The dream was not impossible. Though the Schwab’s drugstore on Sunset with the counter where Lana Turner was discovered no longer existed, there were real and hopeful actors, actresses, directors and producers, camera people and set designers, in every luncheonette and coffee shop and drugstore in Hollywood, and for the price of that day’s Variety or Hollywood Reporter, you could talk the language of the trades. You could speak of the latest deal and in the next breath talk of your own deal that might be tomorrow’s box office boffo smash and you the producer or writer or star. And like the Megabucks Lottery back in Massachusetts, somebody’s number eventually did come up, and everyone had hopes of hitting the next jackpot.
Perry sat at the counter and ordered the bacon and avocado sandwich on toast (anything with avocado reminded him with a pleasant rush he was out here in exotic Southern California). Though he was by himself, Perry was elated by the knowledge that he was one of the blessed at this or any other counter in Hollywood for he had his own show, not only “in development,” but soon to be “in production.”
Those magical terms, along with other stock phrases of show business, spoken like ritual incantations, were floating now as always in the very atmosphere of the room. A couple of places down from Perry a bald man was telling a tall young woman with an orange streak in her hair that he had just optioned a surefire property he was going to develop for a feature.
An option!
It was one of the magic words,
one of the magic deeds. Everyone had options. Anyone could have options. For a dollar, you could take an option on your neighbor’s laundry list, if he didn’t already have it in development for a feature or perhaps for a pilot for a series!
Perry noticed a young woman alone, reading a paperback novel instead of the trades over her custard pie and coffee. Could be she was some kind of misplaced intellectual? She was hardly beautiful, with close-set eyes behind thick glasses, a long, aquiline nose, and stringy hair. Yet there was something appealing about her, a kind of wistful quality, an innocence.… She might be—Laurie!
Perhaps Perry himself was destined to be the one to discover her, the one who happened by chance onto just the right woman when all the pros had failed to produce her. All he had to do was go up and explain who he was, why he was interested in talking with her. It sounded like the oldest cliche in the books—“Excuse me, young lady, but I can get you into show biz!” He felt himself flush red at the awful corniness of it, and yet it was true. It could happen. It wasn’t likely, but it was damn well possible.
Perry began to feel dizzy, almost disoriented. He found it hard to discern what was real and what fantasy. It was a little like being on the edge of the “twilight zone” and not knowing what thought or deed would make you cross over from daily life into some other dimension of experience. He concentrated on his sandwich. That was real. In rising anxiety he gobbled it down, slurped the rest of his coffee, and paid the check.

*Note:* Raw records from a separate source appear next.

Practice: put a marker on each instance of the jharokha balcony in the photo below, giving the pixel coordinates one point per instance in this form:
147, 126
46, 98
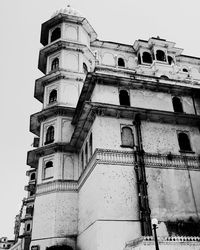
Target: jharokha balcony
165, 243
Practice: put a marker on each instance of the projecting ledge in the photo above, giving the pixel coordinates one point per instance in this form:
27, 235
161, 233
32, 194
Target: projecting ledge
165, 243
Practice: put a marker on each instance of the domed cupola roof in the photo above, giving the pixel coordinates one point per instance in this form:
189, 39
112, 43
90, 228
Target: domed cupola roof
68, 11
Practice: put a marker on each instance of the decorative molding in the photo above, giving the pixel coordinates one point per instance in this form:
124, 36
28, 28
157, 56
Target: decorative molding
165, 240
56, 186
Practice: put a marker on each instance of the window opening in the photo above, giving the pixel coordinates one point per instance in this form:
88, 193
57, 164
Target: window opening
56, 34
90, 145
124, 98
85, 70
28, 227
170, 60
127, 137
177, 105
48, 170
86, 153
160, 55
121, 62
55, 64
184, 142
53, 96
49, 135
146, 57
32, 177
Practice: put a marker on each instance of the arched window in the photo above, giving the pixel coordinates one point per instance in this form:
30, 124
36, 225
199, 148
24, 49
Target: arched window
170, 60
90, 145
53, 96
55, 64
146, 57
85, 70
48, 170
56, 34
32, 177
124, 98
184, 142
185, 70
121, 62
127, 137
86, 153
177, 105
49, 135
160, 55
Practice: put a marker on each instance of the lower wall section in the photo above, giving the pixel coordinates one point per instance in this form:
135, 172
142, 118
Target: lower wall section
108, 235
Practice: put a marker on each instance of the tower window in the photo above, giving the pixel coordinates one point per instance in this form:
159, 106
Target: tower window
184, 142
56, 34
53, 96
55, 64
48, 170
160, 56
170, 60
49, 135
90, 145
32, 177
127, 137
146, 57
121, 62
28, 227
85, 70
124, 98
86, 153
177, 104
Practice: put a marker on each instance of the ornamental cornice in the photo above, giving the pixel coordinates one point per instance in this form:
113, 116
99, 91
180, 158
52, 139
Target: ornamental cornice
57, 186
34, 155
37, 118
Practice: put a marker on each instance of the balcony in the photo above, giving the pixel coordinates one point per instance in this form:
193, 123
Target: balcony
165, 243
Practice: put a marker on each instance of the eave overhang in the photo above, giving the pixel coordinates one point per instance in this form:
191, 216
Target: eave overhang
36, 118
33, 155
91, 110
57, 46
53, 76
128, 79
60, 18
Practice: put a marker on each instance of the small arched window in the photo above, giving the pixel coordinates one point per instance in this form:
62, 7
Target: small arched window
48, 170
124, 98
127, 137
185, 70
56, 34
121, 62
177, 104
49, 135
32, 177
184, 142
85, 70
146, 57
53, 96
160, 56
170, 60
55, 64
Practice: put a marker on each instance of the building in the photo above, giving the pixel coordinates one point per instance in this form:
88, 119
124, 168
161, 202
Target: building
5, 243
117, 142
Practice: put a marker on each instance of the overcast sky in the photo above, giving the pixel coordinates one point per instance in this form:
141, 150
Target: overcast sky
20, 23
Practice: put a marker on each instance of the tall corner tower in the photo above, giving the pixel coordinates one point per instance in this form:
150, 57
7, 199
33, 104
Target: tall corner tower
64, 59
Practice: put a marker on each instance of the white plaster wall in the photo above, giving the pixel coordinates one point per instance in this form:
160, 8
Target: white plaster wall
55, 215
105, 94
108, 194
162, 138
107, 132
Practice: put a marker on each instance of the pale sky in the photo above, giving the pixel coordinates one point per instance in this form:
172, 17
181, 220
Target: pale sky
20, 22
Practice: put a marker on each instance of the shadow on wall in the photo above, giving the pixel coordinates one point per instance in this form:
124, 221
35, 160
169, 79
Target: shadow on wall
188, 227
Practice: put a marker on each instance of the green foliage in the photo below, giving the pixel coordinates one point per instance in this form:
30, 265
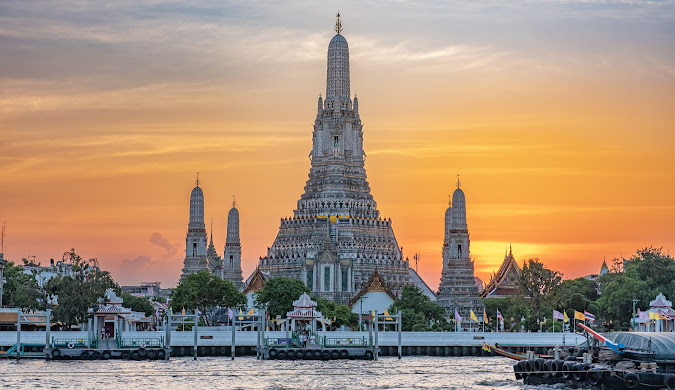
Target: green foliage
22, 289
417, 308
644, 276
575, 293
135, 303
341, 314
536, 282
80, 291
278, 294
205, 291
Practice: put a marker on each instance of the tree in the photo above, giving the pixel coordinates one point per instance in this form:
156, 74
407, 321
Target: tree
204, 291
642, 277
417, 308
574, 293
135, 303
536, 282
278, 294
341, 314
79, 291
22, 289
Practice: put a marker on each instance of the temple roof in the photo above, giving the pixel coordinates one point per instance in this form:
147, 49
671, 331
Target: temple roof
374, 284
505, 280
304, 302
255, 281
661, 302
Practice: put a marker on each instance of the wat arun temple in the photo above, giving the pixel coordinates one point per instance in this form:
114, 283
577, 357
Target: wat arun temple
336, 239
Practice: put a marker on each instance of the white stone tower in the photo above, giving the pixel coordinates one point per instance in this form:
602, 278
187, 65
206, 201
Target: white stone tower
336, 237
231, 264
195, 241
458, 290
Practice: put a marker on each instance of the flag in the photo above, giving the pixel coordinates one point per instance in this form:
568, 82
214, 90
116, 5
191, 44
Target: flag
589, 316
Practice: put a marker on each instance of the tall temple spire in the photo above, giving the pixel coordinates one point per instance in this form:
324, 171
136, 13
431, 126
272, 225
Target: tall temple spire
328, 243
337, 73
232, 252
195, 240
338, 24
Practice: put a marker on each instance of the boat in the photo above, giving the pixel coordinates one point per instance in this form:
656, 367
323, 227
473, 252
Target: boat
618, 360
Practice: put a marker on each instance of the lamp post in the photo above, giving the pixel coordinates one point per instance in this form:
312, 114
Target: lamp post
361, 313
633, 315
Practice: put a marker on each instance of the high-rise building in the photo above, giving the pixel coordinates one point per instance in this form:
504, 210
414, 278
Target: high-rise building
195, 240
336, 237
458, 290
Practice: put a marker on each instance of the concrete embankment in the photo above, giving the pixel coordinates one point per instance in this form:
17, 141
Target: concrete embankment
217, 342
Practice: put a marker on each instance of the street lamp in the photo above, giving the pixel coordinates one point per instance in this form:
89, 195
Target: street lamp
361, 313
633, 315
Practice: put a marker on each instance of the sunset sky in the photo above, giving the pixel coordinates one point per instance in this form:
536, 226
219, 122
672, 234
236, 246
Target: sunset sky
558, 115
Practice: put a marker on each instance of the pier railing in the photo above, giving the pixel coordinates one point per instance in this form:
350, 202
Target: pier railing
74, 343
140, 342
341, 342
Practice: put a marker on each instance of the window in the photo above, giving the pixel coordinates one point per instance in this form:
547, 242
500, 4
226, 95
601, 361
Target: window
310, 279
326, 279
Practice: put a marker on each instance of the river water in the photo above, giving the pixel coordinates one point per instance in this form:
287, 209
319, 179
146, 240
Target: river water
248, 373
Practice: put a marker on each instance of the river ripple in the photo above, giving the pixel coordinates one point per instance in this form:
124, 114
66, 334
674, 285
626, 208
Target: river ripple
248, 373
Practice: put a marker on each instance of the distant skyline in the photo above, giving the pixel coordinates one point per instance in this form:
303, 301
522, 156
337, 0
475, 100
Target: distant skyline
557, 115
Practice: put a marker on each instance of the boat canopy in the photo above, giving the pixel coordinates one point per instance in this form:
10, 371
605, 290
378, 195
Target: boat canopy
662, 343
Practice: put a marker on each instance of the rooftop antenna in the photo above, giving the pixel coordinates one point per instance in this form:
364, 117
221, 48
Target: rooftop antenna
338, 24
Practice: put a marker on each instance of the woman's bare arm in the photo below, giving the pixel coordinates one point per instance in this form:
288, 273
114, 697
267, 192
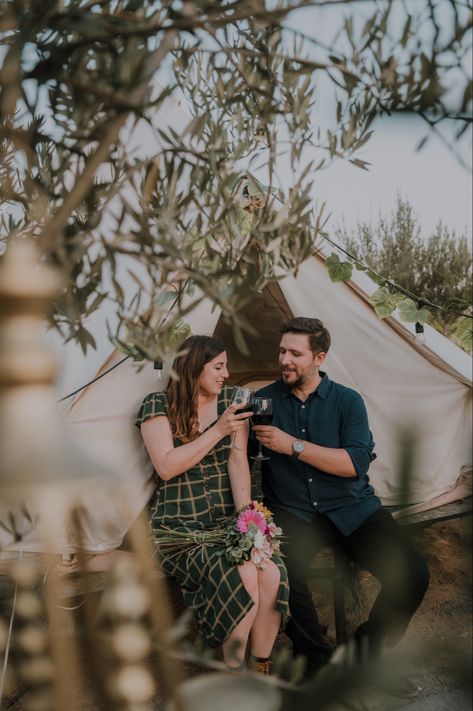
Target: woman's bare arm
238, 469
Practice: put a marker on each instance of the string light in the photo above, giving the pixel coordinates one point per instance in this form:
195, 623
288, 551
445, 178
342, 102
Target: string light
420, 335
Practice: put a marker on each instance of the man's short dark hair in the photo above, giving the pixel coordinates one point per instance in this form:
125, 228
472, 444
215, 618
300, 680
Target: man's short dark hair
319, 337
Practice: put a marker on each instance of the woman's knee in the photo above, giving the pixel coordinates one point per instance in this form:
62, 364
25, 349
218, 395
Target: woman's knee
269, 578
249, 576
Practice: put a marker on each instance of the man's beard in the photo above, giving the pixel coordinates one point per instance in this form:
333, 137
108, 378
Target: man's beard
297, 382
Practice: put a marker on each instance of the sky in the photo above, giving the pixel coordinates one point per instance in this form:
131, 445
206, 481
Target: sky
433, 181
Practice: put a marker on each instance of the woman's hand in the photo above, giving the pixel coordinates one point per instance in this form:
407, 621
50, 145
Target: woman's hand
231, 421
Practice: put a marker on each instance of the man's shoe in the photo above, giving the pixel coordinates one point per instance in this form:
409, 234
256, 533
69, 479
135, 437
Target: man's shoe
401, 686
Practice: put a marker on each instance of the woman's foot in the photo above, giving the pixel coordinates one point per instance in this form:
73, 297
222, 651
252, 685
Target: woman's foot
260, 665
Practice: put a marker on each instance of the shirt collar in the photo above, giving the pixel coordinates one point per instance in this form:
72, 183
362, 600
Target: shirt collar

He hurried to his room and called Jane in Vermont, holding his breath as the rings came, hoping and muttering a prayer she was home. It was not just that he missed her, as he always did the few times they had been apart in the past five years, it was not just his desire for her companionship and lovemaking and talk and intuitive understanding. What he longed for now was her reality, her tangible, solid, commonsensical flesh and blood presence to remind him who and where he was, to keep him from slipping off into the “twilight zone” of show biz fantasy.